What's that? You mean no one dreams of growing up to be a wheelchair racer and that Chantal Petitclerc competes in a sport that is not only limited to those with a physical disability, but is also limited to those that have a certain kind of physical disability. Suggesting that there are 10 women competing at an elite level is being liberal. It's probably more like three or four. The reason Petitclerc won so many distances (100m, 200m, 400m, 800m and 1,500m) is because there are too few people competing for athletes to specialize.
If that's the case, you might ask, how is it possible that Petitclerc has been named the winner of the Lou Marsh award as Canada's top athlete? Good question.
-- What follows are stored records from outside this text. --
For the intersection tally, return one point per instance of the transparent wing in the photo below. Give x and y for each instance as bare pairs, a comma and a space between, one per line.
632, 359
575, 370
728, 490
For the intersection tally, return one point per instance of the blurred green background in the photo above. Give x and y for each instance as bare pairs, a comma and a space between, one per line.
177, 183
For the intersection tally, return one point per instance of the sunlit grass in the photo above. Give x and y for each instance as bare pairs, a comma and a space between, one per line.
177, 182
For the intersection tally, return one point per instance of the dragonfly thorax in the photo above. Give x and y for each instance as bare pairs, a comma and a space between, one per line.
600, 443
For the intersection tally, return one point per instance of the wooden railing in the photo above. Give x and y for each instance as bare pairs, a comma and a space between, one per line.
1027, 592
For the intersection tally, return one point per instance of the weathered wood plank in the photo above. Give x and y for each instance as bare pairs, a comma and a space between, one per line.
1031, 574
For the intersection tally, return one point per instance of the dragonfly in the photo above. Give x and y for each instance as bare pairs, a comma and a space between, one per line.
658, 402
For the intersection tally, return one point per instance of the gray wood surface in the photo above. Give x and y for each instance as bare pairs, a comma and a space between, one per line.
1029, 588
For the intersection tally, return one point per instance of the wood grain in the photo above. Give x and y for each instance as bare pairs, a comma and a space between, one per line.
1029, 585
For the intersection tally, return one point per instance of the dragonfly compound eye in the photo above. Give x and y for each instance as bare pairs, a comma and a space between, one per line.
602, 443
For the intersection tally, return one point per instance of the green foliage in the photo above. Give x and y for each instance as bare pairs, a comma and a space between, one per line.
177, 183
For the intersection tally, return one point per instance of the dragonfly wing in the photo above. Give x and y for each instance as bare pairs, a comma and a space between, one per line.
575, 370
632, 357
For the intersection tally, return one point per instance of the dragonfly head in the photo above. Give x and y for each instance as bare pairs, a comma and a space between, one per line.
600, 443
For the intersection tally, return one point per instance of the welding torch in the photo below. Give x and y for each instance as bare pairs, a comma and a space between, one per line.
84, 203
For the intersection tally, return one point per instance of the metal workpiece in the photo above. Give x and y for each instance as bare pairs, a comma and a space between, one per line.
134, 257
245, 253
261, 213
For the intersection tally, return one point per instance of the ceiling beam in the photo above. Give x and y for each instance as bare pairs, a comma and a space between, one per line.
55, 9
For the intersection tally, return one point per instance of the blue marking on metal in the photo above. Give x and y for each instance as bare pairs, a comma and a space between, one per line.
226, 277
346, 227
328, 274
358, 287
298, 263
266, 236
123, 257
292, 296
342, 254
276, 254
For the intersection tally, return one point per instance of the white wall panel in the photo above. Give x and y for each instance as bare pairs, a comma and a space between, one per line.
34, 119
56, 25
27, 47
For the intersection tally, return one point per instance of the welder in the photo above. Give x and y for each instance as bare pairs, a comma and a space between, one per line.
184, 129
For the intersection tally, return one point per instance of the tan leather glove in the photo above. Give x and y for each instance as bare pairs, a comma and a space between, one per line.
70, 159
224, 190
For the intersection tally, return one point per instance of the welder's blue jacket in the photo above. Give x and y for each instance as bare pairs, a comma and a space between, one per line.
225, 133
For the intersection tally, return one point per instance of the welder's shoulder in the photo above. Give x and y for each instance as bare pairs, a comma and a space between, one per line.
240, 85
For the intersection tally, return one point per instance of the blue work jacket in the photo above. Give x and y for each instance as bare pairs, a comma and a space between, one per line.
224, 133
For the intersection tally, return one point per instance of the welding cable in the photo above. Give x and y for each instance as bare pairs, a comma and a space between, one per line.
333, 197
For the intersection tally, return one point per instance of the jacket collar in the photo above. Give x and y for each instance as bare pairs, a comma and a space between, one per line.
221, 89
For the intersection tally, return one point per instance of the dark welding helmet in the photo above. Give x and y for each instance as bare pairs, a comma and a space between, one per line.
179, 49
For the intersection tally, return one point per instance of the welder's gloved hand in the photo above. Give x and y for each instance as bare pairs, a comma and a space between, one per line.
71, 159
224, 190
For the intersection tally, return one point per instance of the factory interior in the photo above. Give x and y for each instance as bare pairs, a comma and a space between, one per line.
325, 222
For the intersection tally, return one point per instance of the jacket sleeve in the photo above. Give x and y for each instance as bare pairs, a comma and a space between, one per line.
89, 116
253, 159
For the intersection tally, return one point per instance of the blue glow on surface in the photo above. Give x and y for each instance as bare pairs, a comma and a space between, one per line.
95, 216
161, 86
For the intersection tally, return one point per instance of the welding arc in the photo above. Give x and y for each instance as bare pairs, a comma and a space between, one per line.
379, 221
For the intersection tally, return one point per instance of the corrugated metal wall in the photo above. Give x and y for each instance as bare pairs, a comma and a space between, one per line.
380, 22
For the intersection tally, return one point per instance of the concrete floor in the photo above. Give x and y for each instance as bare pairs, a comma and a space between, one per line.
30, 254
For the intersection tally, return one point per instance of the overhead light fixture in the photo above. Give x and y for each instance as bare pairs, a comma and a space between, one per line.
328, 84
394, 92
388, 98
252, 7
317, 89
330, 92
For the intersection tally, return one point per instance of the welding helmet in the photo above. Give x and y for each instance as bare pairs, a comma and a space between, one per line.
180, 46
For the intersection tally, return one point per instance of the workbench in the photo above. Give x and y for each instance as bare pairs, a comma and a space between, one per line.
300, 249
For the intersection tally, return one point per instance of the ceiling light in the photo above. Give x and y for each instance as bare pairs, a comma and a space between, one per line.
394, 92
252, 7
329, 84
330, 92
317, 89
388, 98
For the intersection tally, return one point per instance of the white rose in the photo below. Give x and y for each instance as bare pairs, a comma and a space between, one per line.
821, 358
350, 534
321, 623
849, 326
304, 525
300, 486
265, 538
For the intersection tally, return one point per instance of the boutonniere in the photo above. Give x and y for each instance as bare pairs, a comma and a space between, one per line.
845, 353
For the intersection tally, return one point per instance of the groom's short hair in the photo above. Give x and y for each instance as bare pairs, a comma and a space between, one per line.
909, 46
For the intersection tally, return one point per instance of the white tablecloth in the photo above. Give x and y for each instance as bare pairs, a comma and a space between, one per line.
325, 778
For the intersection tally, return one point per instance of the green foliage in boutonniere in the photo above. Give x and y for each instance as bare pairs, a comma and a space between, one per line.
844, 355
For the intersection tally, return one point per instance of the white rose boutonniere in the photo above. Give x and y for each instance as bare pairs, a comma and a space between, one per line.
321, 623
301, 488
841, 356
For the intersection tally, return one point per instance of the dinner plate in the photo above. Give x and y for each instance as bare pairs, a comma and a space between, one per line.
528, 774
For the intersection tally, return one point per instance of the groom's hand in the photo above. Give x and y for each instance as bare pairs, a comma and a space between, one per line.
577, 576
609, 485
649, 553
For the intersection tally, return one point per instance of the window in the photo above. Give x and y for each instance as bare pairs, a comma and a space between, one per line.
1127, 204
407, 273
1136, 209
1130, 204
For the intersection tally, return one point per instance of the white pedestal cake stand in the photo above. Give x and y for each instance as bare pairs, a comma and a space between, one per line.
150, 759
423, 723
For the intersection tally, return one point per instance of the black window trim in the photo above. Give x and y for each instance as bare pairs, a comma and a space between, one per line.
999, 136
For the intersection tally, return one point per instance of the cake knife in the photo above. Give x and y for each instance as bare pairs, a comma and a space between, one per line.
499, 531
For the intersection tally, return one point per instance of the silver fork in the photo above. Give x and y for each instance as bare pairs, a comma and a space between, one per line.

Look, Petitclerc deserves our respect. To use the old cliche, she made an awfully lot of lemon aid from that lemon. Good for her, really. She deserves all the respect and, more importantly, the title of athlete. But, through no fault of her own,she absolutely, without question, does not deserve to be called Canada's best athlete. Unless you really think that she has accomplished more than Steve Nash, Sidney Crosby, Julian de Guzman or Christine Sinclair -- athletes that excel in sports that are played by millions -- have.
Petitclerc's story is going to warm the hearts of a lot of non sports fans today. Ahh, isn't that swell that the crippled lady won the award. See kids, you can do anything that you put your mind to. But, it does a disservice to the award. It should be about celebrating those that transcend both their sport and this country. Petitclerc simply doesn't. She is an athlete that pushed herself, yes, but the best in the country? Please. This is a feel good story (a condescending one at that) that insults the intelligence of all thinking sports fans in Canada.